DEV Community

Cover image for Build a Robust Web Scraper with Python: A Complete Guide
VARUN
VARUN

Posted on • Originally published at varunn.hashnode.dev

Build a Robust Web Scraper with Python: A Complete Guide

Overview

Over the past few weeks, I’ve been working on scraping structured contractor data from websites like YellowPages, and I encountered frequent issues like bot detection, dynamic loading delays, and unreliable internet. Web scraping can be challenging, especially when dealing with detection mechanisms and network issues.

When I first got into web scraping, I had no idea where to start. There were countless tutorials online, but most were either outdated, too simplistic, or broke on real-world websites.

I wanted to extract structured data, but I ran into walls:

Websites blocked my bot within minutes

Pages didn’t load reliably due to dynamic content

Most examples never went beyond static requests + BeautifulSoup

No one talked about error handling or resuming after failure

Resources were scattered, and trial-and-error became my best teacher. I spent countless hours debugging XPath issues, avoiding bot detection, and building something reliable — only to watch it fail the next day due to a slight website change or IP block.

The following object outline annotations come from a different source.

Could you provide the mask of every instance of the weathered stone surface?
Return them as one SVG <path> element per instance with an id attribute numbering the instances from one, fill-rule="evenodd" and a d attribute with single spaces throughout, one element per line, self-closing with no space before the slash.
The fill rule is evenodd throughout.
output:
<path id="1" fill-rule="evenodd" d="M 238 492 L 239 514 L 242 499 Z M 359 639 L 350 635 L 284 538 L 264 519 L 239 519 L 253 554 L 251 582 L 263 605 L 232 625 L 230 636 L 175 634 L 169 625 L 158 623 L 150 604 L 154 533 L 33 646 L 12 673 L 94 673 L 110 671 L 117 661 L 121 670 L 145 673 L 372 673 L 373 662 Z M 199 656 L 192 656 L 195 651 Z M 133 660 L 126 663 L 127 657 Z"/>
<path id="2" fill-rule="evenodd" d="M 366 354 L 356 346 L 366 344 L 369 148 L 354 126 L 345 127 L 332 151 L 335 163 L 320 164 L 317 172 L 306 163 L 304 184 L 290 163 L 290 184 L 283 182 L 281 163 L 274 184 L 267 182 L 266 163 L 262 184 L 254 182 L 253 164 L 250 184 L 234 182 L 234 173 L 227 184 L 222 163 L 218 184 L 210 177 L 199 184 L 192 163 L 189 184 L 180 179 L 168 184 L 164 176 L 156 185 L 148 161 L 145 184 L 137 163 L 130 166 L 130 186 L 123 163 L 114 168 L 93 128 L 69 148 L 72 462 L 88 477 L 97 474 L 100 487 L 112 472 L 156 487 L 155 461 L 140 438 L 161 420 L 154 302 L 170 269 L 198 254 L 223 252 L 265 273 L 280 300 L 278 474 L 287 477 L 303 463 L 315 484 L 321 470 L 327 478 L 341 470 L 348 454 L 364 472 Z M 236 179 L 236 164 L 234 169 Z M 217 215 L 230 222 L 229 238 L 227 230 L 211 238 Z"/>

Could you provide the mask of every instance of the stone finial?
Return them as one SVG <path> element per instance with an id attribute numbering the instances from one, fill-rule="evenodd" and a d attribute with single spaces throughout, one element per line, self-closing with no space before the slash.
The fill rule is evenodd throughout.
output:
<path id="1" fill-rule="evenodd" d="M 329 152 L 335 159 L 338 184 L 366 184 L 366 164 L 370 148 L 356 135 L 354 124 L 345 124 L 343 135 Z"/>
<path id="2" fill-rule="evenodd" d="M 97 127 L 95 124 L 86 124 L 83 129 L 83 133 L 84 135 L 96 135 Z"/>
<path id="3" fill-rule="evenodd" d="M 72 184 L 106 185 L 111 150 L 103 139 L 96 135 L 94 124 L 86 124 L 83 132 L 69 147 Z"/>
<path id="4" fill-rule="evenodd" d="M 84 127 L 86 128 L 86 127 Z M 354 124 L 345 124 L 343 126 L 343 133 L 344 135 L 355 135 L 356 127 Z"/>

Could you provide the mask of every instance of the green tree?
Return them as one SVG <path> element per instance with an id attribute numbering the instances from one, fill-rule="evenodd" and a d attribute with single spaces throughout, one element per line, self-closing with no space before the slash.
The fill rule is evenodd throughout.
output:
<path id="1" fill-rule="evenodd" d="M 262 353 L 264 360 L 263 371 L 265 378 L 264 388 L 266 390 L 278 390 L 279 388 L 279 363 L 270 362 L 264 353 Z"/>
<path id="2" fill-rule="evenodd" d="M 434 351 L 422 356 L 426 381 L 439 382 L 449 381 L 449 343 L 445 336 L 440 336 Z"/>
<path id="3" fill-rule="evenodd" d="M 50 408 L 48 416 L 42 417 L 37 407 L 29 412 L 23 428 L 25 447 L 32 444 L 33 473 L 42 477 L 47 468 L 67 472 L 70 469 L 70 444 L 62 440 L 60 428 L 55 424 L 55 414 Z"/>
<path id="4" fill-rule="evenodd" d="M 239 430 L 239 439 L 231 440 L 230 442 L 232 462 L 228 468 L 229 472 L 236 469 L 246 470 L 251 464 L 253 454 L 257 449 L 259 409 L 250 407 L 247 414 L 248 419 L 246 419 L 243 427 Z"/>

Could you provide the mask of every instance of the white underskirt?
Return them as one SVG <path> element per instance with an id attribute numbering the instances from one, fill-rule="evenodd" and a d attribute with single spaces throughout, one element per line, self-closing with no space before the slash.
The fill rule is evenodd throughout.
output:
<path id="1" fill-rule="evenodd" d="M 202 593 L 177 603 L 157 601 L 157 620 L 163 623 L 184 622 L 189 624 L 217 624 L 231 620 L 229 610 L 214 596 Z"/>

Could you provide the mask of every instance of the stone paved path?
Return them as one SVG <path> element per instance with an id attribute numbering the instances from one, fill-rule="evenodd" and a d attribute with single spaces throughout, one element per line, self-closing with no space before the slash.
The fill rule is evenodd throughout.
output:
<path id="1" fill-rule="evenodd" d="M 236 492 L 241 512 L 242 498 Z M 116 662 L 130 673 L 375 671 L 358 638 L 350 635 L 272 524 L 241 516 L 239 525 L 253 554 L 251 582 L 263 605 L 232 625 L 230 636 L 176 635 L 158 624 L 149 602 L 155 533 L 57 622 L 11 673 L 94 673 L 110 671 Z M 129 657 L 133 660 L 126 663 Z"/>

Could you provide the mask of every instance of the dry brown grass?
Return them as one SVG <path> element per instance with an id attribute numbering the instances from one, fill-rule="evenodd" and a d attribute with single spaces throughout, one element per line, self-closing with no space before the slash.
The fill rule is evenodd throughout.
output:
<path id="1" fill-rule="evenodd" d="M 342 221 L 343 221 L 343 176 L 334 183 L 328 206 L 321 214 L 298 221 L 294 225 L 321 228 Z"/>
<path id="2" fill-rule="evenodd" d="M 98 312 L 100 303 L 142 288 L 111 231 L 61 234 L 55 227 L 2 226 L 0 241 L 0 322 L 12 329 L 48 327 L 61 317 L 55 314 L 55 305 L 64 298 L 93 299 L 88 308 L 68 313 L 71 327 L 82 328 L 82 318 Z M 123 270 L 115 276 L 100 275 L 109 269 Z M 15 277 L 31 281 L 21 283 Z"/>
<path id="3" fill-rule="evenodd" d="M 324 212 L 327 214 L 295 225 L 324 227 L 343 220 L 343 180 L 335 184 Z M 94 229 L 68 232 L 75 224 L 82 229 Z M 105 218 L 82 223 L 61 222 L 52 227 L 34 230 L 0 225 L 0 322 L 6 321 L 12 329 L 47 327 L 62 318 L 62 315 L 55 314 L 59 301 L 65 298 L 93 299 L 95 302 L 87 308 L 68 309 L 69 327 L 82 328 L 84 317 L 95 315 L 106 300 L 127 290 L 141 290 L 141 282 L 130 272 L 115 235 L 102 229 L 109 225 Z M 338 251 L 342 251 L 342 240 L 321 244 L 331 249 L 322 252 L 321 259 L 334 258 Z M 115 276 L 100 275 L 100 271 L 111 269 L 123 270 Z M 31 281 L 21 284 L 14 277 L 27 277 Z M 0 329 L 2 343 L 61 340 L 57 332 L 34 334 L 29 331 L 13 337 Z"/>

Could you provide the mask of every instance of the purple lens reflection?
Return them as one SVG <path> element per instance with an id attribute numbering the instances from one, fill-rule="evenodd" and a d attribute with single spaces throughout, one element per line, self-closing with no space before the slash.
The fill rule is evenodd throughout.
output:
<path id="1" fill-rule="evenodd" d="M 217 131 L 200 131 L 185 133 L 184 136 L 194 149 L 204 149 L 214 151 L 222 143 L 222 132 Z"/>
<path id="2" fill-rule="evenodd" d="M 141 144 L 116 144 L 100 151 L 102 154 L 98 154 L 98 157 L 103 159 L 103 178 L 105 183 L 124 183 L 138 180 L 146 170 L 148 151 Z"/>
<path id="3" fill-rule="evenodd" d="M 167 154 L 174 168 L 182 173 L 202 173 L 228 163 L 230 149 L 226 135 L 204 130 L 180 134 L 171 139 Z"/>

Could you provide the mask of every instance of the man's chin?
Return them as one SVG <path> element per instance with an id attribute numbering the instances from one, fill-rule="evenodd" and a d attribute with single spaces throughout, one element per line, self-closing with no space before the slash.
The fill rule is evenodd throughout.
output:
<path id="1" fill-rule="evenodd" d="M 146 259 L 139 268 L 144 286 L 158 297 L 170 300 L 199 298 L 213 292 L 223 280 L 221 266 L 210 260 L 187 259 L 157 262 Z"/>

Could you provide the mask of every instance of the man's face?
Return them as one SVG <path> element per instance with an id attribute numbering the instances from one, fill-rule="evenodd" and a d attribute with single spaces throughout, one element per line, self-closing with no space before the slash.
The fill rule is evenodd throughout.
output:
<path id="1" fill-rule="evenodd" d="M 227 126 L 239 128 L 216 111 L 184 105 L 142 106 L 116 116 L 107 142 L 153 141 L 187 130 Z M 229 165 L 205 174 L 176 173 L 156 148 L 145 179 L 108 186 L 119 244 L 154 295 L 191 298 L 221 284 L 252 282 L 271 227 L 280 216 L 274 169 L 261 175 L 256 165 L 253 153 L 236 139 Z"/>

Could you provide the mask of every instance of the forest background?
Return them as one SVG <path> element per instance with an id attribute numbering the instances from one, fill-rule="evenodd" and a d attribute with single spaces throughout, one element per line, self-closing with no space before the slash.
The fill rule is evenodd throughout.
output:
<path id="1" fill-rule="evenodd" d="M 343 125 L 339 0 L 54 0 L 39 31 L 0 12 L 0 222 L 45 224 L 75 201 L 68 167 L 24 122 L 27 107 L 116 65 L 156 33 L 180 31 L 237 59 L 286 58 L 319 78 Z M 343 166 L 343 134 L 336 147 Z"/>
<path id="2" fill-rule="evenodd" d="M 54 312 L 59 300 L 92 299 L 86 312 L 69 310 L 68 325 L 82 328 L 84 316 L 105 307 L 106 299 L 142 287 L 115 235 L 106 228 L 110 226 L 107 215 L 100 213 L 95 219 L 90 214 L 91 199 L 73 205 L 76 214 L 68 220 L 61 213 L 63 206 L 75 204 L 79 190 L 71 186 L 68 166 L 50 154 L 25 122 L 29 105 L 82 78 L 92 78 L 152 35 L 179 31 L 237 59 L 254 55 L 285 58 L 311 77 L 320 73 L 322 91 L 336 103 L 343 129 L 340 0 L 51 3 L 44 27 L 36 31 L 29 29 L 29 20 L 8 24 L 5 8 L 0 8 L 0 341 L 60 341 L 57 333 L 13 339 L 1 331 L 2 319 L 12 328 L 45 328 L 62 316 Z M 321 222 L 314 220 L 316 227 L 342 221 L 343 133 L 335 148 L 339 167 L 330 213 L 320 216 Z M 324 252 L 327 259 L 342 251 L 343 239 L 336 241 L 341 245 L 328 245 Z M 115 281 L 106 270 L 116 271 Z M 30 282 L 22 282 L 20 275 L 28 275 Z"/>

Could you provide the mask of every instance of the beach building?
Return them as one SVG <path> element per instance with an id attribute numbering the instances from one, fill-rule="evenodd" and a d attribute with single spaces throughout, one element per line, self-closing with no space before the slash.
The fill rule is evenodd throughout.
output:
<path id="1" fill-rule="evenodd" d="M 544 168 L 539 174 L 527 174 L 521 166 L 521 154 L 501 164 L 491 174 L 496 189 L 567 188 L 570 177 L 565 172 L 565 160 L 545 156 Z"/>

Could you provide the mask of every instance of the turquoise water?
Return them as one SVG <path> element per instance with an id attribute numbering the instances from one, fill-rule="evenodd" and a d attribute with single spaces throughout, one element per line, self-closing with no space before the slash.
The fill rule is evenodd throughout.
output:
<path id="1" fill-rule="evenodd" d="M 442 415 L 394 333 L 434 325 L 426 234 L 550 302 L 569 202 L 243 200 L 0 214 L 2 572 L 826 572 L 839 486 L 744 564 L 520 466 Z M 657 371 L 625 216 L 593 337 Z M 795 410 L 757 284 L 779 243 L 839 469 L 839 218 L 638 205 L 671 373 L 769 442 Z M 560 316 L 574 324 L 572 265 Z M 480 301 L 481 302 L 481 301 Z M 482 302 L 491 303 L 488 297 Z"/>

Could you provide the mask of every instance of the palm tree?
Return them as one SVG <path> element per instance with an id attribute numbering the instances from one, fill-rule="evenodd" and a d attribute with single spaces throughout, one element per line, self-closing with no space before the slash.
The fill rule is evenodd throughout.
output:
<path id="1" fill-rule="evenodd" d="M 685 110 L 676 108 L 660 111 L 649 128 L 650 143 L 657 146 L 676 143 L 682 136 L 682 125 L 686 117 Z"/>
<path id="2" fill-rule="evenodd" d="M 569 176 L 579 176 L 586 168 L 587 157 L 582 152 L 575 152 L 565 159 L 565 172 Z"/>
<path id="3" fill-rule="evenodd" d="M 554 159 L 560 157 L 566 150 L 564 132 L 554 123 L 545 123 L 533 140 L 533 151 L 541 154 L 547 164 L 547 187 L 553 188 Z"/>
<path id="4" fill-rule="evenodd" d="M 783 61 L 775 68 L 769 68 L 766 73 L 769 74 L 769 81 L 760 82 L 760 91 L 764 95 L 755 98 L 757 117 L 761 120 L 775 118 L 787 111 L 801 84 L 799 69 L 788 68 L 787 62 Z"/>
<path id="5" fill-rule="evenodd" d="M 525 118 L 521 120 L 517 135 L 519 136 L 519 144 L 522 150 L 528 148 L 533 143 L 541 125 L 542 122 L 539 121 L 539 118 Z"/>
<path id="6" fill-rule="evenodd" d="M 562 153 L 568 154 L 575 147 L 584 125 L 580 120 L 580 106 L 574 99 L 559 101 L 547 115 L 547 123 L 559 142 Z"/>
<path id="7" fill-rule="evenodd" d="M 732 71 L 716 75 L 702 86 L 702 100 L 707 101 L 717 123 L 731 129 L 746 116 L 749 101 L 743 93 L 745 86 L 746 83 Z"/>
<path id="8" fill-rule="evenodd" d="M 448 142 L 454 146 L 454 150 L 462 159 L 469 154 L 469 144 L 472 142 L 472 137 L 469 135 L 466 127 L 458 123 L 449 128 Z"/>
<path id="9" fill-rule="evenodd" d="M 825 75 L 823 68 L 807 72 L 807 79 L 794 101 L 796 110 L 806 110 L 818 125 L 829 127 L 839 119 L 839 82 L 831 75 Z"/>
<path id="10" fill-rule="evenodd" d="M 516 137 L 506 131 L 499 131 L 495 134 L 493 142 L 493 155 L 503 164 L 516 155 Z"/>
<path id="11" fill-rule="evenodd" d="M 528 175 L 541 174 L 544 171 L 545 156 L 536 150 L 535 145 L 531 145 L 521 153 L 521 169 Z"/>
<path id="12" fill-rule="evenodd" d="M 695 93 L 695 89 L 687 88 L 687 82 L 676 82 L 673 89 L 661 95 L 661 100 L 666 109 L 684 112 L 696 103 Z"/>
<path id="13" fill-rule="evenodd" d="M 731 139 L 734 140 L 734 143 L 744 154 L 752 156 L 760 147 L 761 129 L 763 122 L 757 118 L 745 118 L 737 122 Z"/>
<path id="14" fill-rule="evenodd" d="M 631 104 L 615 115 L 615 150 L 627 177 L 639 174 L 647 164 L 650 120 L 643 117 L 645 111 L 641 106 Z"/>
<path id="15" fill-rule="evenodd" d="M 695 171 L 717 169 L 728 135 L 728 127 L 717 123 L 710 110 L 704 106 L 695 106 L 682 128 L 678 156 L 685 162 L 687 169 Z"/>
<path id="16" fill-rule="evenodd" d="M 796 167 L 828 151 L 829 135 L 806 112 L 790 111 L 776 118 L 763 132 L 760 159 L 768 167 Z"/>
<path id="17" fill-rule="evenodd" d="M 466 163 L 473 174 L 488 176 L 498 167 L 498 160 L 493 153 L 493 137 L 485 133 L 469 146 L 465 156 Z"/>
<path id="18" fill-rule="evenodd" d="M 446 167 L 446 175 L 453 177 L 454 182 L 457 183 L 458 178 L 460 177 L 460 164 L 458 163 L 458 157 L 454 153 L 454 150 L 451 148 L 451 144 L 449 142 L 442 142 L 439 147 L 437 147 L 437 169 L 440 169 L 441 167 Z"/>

All these challenges eventually motivated me to put together a flexible and reliable scraper — something I wish I had when I started that would:

Work on real-world sites

Handle network issues gracefully

Mimic human-like browsing to bypass detection

Save data in structured formats for future use

How it Works?

Here’s a step-by-step breakdown of how the scraper works, part by part. Each section of the code handles a specific task — from setting up the browser to navigating pages and extracting data — making the whole process smooth and reliable.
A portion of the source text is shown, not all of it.